大倉先生の娘さんはまだ小学校2年生ほどの小さな女の子だ。

奥さんも30歳ぼどの綺麗な人だ。


「…愛香…ごめんな…、今日クリスマスだからプレゼント渡したかったけど…」


「お父さん!がんばって!プレゼントなんて…」


「…はぁ…はあ…。…何が欲しかった…?」


「…えっ?」


先生の目から血が流れ、口からも少し吐血している。

「プレゼント…何が欲しかった?」

「…リカちゃん人形…」

「…お父さん…絶対元気になって買ってやるからな…」

「血圧、脈拍数共に低下していきます!!」

山口先生が叫んだ。


奥さんはもう泣き崩れている。

「愛香…“パパ”って呼んでくれ…。

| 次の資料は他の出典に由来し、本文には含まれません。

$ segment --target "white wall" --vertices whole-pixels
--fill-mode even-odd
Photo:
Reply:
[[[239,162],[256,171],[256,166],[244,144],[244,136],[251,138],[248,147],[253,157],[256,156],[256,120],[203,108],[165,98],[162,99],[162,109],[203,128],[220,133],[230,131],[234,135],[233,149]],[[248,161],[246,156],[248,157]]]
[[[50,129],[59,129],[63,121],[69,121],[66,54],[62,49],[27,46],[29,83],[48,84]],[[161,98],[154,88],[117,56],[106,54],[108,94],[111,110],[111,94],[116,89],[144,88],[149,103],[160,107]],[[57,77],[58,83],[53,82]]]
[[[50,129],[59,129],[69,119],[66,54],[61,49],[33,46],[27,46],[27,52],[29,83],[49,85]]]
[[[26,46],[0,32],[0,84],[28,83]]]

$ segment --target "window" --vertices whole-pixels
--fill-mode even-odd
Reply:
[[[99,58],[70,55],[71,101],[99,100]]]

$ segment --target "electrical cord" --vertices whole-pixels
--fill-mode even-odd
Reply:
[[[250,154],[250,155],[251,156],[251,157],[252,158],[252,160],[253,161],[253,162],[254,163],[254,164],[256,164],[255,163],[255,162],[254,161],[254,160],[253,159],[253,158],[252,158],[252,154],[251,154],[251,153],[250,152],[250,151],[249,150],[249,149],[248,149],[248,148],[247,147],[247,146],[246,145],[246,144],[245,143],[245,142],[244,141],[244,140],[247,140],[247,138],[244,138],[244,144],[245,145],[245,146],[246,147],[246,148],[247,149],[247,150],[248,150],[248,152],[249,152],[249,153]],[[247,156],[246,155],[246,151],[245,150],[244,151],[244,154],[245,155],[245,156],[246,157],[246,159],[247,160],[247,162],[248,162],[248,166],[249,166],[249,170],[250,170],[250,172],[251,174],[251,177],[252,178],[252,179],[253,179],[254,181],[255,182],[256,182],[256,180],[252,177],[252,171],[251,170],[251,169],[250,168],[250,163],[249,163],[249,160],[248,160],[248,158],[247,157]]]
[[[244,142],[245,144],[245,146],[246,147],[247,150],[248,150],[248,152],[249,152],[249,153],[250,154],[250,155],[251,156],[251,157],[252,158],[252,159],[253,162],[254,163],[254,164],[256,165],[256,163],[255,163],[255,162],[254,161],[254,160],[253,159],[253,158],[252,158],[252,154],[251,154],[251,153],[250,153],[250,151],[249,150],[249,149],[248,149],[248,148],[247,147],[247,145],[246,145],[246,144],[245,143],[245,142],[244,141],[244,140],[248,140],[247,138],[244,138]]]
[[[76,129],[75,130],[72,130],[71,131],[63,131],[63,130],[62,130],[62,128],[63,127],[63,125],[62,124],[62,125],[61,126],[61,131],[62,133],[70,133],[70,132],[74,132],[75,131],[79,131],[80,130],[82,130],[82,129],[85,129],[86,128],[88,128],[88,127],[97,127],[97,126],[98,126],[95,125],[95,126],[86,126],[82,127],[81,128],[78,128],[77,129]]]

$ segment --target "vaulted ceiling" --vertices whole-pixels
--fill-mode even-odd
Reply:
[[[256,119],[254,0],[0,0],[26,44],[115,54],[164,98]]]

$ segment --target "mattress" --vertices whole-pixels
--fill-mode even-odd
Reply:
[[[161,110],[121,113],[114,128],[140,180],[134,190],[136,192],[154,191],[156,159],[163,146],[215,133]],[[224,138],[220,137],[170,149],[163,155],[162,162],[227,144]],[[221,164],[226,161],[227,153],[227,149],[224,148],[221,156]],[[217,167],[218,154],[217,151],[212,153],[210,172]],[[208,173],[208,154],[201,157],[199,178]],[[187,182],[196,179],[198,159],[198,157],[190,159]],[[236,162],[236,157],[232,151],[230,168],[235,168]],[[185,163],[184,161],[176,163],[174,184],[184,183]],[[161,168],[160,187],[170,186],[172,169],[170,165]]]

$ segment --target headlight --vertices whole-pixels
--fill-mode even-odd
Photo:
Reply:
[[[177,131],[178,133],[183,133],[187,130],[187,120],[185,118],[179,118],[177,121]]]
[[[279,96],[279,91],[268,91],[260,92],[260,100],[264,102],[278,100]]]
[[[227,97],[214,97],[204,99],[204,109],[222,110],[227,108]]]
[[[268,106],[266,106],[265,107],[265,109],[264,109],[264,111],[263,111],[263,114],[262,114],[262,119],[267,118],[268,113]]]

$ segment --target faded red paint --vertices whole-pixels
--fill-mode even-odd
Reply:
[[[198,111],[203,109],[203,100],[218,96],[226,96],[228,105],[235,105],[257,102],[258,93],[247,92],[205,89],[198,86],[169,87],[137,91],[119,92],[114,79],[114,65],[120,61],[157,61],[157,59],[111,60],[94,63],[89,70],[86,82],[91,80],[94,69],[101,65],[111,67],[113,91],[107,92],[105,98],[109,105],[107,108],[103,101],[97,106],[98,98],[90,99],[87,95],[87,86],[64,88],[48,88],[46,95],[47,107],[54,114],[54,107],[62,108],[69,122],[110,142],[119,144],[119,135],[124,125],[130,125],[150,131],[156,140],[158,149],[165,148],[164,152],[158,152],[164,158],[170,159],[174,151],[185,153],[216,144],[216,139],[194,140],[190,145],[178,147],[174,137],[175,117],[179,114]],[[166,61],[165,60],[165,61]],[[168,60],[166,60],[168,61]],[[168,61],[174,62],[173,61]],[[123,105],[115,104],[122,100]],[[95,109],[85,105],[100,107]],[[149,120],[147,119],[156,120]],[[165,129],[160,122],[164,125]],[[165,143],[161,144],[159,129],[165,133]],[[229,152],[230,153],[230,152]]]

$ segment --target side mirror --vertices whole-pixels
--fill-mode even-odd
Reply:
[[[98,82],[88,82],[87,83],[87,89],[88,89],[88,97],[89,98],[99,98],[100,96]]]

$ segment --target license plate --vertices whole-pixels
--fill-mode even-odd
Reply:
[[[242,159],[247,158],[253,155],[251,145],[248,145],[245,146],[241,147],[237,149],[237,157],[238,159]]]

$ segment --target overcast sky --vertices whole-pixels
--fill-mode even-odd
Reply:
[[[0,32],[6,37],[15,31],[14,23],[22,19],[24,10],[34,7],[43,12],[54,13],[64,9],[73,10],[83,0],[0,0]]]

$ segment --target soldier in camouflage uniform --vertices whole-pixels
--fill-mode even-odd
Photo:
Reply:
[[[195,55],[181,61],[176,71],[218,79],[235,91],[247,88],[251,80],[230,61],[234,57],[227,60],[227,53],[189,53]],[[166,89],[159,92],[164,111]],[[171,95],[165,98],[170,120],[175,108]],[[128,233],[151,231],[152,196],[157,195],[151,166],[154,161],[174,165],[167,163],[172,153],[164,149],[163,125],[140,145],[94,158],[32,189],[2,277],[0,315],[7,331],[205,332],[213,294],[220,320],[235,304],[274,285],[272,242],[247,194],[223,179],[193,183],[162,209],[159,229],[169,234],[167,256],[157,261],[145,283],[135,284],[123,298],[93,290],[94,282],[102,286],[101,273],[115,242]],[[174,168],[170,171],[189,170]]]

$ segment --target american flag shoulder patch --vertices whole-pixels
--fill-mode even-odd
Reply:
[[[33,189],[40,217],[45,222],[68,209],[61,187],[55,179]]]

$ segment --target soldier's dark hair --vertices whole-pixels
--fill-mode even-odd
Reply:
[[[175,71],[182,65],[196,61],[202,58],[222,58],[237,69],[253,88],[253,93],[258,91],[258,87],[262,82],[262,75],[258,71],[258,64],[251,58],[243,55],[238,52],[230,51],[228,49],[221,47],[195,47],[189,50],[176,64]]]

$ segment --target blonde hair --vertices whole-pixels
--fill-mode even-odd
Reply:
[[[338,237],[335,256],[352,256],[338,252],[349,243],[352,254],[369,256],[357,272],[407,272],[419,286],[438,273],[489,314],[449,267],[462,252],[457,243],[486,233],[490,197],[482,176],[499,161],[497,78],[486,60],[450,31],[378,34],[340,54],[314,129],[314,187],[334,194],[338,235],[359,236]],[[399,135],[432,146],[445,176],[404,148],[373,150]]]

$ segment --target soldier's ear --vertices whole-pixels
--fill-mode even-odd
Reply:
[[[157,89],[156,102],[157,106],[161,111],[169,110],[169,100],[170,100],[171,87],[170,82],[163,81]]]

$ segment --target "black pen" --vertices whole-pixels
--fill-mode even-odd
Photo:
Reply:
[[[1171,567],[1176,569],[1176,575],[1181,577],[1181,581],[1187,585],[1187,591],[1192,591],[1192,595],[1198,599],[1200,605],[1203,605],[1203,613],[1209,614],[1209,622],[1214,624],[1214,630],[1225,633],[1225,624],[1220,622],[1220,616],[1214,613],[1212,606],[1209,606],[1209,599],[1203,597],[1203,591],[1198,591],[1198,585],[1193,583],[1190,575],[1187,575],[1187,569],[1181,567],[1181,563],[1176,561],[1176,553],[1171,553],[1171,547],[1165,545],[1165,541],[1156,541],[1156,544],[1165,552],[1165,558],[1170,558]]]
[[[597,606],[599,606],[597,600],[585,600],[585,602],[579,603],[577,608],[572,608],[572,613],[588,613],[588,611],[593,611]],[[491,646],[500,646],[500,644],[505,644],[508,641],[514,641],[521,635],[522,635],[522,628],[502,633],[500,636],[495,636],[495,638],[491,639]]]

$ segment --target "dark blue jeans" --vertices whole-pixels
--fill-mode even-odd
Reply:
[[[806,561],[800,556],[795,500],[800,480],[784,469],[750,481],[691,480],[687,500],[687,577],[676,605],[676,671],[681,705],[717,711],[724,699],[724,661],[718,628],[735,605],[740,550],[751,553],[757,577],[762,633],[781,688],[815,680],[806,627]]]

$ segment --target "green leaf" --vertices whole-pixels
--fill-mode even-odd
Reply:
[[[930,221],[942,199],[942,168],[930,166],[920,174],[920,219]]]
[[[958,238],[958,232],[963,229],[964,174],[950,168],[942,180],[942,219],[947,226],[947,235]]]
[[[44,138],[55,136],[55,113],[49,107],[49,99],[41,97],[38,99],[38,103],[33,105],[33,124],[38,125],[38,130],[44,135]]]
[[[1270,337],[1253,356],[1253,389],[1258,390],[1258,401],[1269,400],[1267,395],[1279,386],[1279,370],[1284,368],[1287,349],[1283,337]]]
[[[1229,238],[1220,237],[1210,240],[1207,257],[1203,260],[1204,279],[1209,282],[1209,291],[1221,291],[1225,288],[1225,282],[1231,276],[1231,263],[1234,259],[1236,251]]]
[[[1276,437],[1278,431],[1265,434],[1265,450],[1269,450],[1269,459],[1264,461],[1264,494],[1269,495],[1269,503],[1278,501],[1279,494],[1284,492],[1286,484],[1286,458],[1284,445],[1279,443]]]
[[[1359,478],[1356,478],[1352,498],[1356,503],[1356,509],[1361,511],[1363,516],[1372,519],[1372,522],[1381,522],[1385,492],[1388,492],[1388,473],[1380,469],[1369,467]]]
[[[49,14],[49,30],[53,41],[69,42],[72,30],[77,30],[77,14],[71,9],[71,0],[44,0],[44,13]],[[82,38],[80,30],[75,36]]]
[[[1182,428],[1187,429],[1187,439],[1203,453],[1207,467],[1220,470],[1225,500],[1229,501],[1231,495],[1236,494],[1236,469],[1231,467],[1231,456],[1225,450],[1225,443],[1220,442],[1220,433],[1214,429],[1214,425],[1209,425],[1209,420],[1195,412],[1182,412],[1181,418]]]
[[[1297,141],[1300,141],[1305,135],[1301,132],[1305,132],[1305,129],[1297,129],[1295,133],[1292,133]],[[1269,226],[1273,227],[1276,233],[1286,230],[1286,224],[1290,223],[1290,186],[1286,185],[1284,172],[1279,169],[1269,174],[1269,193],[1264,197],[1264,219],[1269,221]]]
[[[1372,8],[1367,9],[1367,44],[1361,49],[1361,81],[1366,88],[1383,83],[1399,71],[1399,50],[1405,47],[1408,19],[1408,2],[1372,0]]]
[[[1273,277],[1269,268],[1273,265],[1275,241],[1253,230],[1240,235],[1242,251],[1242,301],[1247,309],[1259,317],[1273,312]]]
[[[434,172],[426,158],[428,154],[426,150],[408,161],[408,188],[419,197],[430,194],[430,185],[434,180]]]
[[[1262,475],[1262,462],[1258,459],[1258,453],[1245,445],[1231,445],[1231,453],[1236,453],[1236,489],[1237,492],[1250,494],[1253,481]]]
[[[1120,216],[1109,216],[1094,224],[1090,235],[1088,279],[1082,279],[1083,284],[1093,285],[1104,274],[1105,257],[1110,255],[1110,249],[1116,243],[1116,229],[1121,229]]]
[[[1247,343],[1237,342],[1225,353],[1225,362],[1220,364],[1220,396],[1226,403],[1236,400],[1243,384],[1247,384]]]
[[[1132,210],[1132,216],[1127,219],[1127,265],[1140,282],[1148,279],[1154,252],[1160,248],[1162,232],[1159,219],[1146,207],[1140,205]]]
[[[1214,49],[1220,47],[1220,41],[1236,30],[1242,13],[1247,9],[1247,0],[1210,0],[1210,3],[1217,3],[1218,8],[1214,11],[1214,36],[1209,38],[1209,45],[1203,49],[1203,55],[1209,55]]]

昔“パパ”って呼んでたのに無理やり“お父さん”って呼ぶようにしちゃったからな…」

「ぱ……パパ…?お願いだから死なないで!!」

「…当たり前…絶対プレゼント……」




(ピーーーーー)





………――


時が一瞬止まった。


「心拍数ゼロ、脈拍…」


「わかってるよ!!」


(ドッドッドッ…)


兄貴はすぐに心臓マッサージを始めた。

「大倉先生!!死んじゃだめっすよ!!」


(ドッドッドッ…)


「娘さんにプレゼント渡すんでしょ!?だから…」


(ドッドッドッ…)


「…だからこんなとこで寝てる場合じゃないでしょうが先生ぇえぇえぇ!!!!」





12月24日
13時24分
井上海と共に大阪中央病院の偉大な医師が院内感染により死亡した。